The nature of genetic risk is also inherently complicated. Some conditions can be caused by one bad mutation, but others are caused by a mishmash of genetic variations interacting in ways we barely understand. And new risk factors are being discovered every day. Perhaps most confusing is that not everyone genetically at risk for a condition will go on to develop it.
“We might find that everyone with a disease has this particular mutation but not everyone with that mutation gets the disease,” Beggs said. “The uncertainty of that information makes it tricky to return to families in a way they’ll understand.”
The vast majority of children (88 percent) were also carriers of recessive genetic conditions, meaning they had one copy of a gene that might cause disease in future generations, provided their partner also carried a similar copy. A few children (5 percent) had mutations that might influence how they will respond to certain drugs. Are these things need-to-know information, too?
Leaving aside health, should parents be able to know about the potential traits of their children even before they’re delivered out into the world? And if so, should they be allowed to act on it? In many places, including the U.S., there have already been bans proposed or passed on selective abortions based on a child’s sex, race, and genetic risk, though reproductive health advocates have criticized the latter policy as an underhanded attempt to destroy abortion rights by anti-abortion forces.
“I think, as with any technology, it can be used for good or for harm,” said Beggs. “Ultimately, how we use it is going to be up to society.”

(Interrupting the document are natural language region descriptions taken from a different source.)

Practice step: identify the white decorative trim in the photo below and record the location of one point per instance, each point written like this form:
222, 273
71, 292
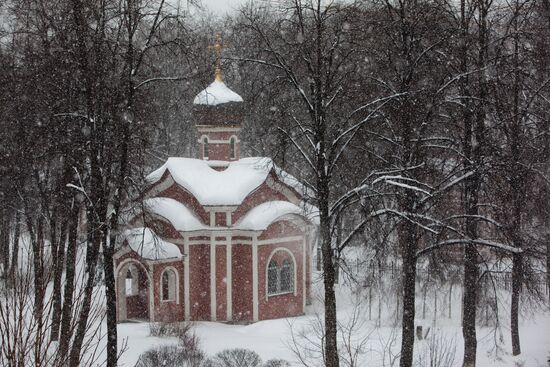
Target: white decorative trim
255, 291
150, 285
233, 242
212, 279
229, 280
121, 252
273, 241
177, 285
228, 218
267, 295
186, 283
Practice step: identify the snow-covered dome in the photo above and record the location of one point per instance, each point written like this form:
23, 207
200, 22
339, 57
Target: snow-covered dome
215, 94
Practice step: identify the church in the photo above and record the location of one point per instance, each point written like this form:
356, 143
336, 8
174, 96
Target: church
219, 237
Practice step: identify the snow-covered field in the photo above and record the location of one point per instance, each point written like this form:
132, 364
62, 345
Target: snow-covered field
273, 338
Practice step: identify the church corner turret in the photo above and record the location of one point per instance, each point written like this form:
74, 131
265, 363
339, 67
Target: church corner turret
218, 113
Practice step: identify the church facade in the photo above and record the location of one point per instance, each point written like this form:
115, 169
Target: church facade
218, 237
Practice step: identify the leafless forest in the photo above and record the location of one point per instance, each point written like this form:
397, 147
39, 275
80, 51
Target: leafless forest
421, 129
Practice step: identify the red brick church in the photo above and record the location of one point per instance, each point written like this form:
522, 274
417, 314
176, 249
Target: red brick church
219, 237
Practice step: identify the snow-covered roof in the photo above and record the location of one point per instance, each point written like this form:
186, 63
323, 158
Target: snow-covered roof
260, 217
215, 94
148, 245
211, 187
181, 217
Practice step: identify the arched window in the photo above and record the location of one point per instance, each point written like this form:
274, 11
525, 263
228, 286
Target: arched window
287, 276
232, 148
131, 281
168, 285
272, 277
280, 278
205, 147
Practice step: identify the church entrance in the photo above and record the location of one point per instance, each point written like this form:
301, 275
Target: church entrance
132, 292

It’s unlikely that newborn sequencing will become part of standard care anytime soon, though, according to Ceyhan-Birsoy. Sequencing is still relatively expensive, for one. And it’s uncertain how many people will even want it. Only 7 percent of the families asked to consider participating in the BabySeq Project eventually signed on. The majority who gave a reason for declining simply said they weren’t interested in the research, but others cited genetic privacy or the fear of discrimination as their main concern.

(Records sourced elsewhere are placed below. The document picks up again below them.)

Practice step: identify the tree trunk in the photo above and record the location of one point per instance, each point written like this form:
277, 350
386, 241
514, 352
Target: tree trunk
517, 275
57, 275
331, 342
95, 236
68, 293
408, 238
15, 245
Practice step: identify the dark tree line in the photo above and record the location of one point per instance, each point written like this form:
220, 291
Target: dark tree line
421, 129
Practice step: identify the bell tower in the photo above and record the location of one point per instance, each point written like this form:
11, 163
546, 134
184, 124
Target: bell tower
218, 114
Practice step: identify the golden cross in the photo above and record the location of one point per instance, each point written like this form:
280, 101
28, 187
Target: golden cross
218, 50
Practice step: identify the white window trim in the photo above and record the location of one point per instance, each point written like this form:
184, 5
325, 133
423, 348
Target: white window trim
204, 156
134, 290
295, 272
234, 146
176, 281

“I think what’s very clear, though,” Beggs said, “is that for a subset of patients, particularly patients who are sick at birth, sequencing might be a cost-effective and beneficial step in today’s world.”
The BabySeq Project will soon formally wind down. But Beggs and his team plan to release more findings from it, including survey results on how the families themselves felt about the project and the information it gave them. They also hope to keep following the families and see what happens to these children as they grow up.
“We feel we have a moral commitment to follow this through. So we expect, in the long term, to stay in touch with these families,” said Beggs.